OpenRouter (Alex Atallah) Discord

  • Prompt Caching: The Good and the Bad: Members discussed the mechanics of prompt caching, noting it can be problematic for changing contexts or short prompts. One member remarked, 'You cannot disable prompt caching for those providers who do automatic prompt caching,' pointing out critical limitations.

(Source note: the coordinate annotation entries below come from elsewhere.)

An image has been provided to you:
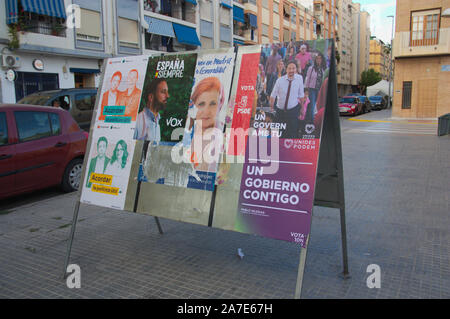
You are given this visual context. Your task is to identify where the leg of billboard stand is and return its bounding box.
[63,200,80,279]
[133,141,164,235]
[340,206,350,279]
[155,217,164,235]
[294,235,309,299]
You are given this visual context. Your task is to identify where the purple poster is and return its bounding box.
[235,139,320,247]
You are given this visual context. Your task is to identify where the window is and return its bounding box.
[50,95,70,111]
[119,17,139,48]
[14,112,52,142]
[76,9,102,42]
[0,112,8,146]
[49,113,61,135]
[273,2,278,13]
[200,1,214,21]
[261,23,269,36]
[411,10,440,46]
[273,28,280,40]
[220,9,231,26]
[283,29,290,42]
[402,81,412,109]
[75,94,96,111]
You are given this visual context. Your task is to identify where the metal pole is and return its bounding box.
[63,202,83,279]
[340,208,349,279]
[294,235,309,299]
[388,16,394,109]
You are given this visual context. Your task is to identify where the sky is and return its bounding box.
[353,0,396,43]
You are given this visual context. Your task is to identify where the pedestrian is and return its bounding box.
[270,62,304,138]
[305,52,326,123]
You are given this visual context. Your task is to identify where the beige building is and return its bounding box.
[359,11,371,78]
[336,0,356,96]
[351,3,370,90]
[369,39,390,81]
[392,0,450,118]
[233,0,317,44]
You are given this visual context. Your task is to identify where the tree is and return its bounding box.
[359,69,381,93]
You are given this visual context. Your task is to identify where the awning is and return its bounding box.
[69,68,100,74]
[21,0,66,19]
[233,6,245,23]
[247,13,258,28]
[220,0,233,9]
[172,23,202,46]
[6,0,19,24]
[144,16,175,38]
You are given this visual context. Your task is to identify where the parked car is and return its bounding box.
[369,95,386,111]
[0,104,88,198]
[17,88,97,131]
[358,95,372,113]
[339,96,364,115]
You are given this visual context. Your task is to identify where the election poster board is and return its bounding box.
[81,56,148,209]
[135,48,234,191]
[213,40,334,247]
[82,40,335,247]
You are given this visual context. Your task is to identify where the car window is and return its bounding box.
[17,94,51,105]
[340,97,357,103]
[0,112,8,145]
[75,93,96,111]
[49,113,61,135]
[14,111,52,142]
[49,95,70,111]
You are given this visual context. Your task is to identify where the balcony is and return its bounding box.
[393,28,450,58]
[144,0,196,24]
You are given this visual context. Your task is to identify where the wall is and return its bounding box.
[0,46,100,103]
[392,56,450,118]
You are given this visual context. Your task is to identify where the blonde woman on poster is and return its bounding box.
[185,77,225,172]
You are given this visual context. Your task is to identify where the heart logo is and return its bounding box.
[305,124,316,134]
[284,140,294,149]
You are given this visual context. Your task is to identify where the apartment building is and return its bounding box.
[369,38,391,81]
[314,0,339,39]
[233,0,317,45]
[349,3,370,90]
[336,0,357,96]
[392,0,450,118]
[359,11,371,72]
[0,0,204,103]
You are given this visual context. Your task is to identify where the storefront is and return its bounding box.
[0,47,103,103]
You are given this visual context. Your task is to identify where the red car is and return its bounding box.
[339,96,364,115]
[0,104,88,198]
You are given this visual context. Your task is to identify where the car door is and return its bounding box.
[73,91,97,130]
[14,111,69,191]
[0,112,16,197]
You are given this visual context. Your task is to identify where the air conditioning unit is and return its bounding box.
[2,54,20,68]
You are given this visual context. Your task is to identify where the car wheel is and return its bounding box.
[61,158,83,192]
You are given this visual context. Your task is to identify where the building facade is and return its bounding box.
[336,0,357,96]
[392,0,450,118]
[369,39,391,81]
[0,0,205,103]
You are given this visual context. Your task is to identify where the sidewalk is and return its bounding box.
[0,111,450,298]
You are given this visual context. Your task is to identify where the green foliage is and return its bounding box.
[359,69,381,92]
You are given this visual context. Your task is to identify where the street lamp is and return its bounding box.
[387,15,394,109]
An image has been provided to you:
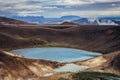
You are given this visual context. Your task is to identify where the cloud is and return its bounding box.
[0,0,120,17]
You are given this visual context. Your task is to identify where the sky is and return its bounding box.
[0,0,120,17]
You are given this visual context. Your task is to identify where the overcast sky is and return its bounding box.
[0,0,120,17]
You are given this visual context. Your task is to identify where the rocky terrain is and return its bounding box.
[0,17,120,80]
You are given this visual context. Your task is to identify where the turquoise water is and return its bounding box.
[12,47,101,62]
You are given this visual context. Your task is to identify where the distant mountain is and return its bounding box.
[61,21,77,25]
[10,15,80,24]
[0,17,28,24]
[73,18,98,25]
[73,18,119,25]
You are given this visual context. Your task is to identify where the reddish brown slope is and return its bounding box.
[0,25,120,53]
[0,51,58,80]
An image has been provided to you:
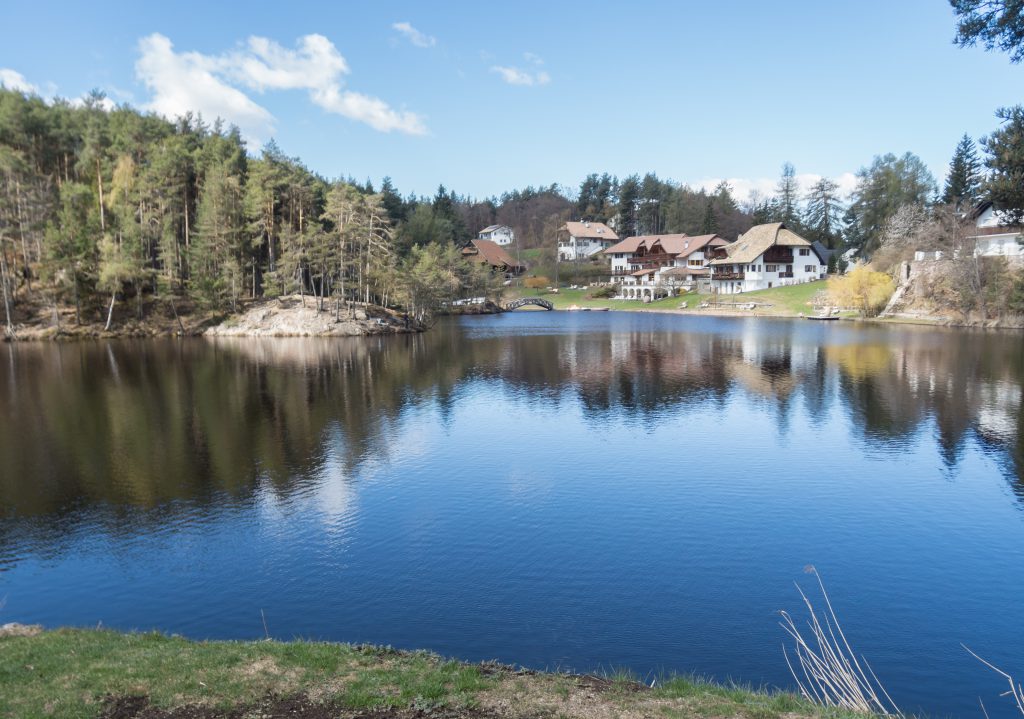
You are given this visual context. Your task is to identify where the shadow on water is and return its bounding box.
[0,319,1024,533]
[0,312,1024,719]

    • This sparked a debate on when and how to effectively utilize prompt caching without compromising performance.
    • Curiosity about Inflection 3.0: The anticipated launch of Inflection 3.0 has generated buzz, particularly regarding its integration with Intel Gaudi 3 for better performance. Despite the excitement, some members expressed skepticism about the lack of concrete benchmark data.
    • Concerns were raised that the hype might overshadow the actual performance improvements and real-world applications.
    • Understanding OpenRouter API Rate Limits: Clarifications on OpenRouter API limits reveal they are dynamic and depend on account credits. One member shared a GET request example demonstrating how to check rate limit status and credits associated with an API key.
    • This guidance is crucial for optimizing API usage while ensuring compliance with request limits.
    • NotebookLM Podcast Gains Traction: Participants shared positive feedback on the NotebookLM Deep Dive podcast and highlighted its utility during commutes by creating accompanying notebooks. One user noted a desire for automation tools like ai-podcast-maker, stating, 'automation ftw.'
    • This discussion underscores the growing trend of integrating audio content into daily workflows for enhanced learning.
    • Gemini Moderation Worries Surface: Concerns arose about Gemini potentially moderating inputs, raising fears of user bans over specific content. This initiated a broader dialogue on user experience and content moderation policies within AI frameworks.
    • Participants emphasized the need for transparency in moderation practices to ensure positive engagement from users.


LlamaIndex Discord

  • LlamaIndex Workflows Tutorial Brilliance: A detailed tutorial illustrates how to implement Workflows in LlamaIndex, contrasting it with LangGraph and aiding in the creation of AI research agents.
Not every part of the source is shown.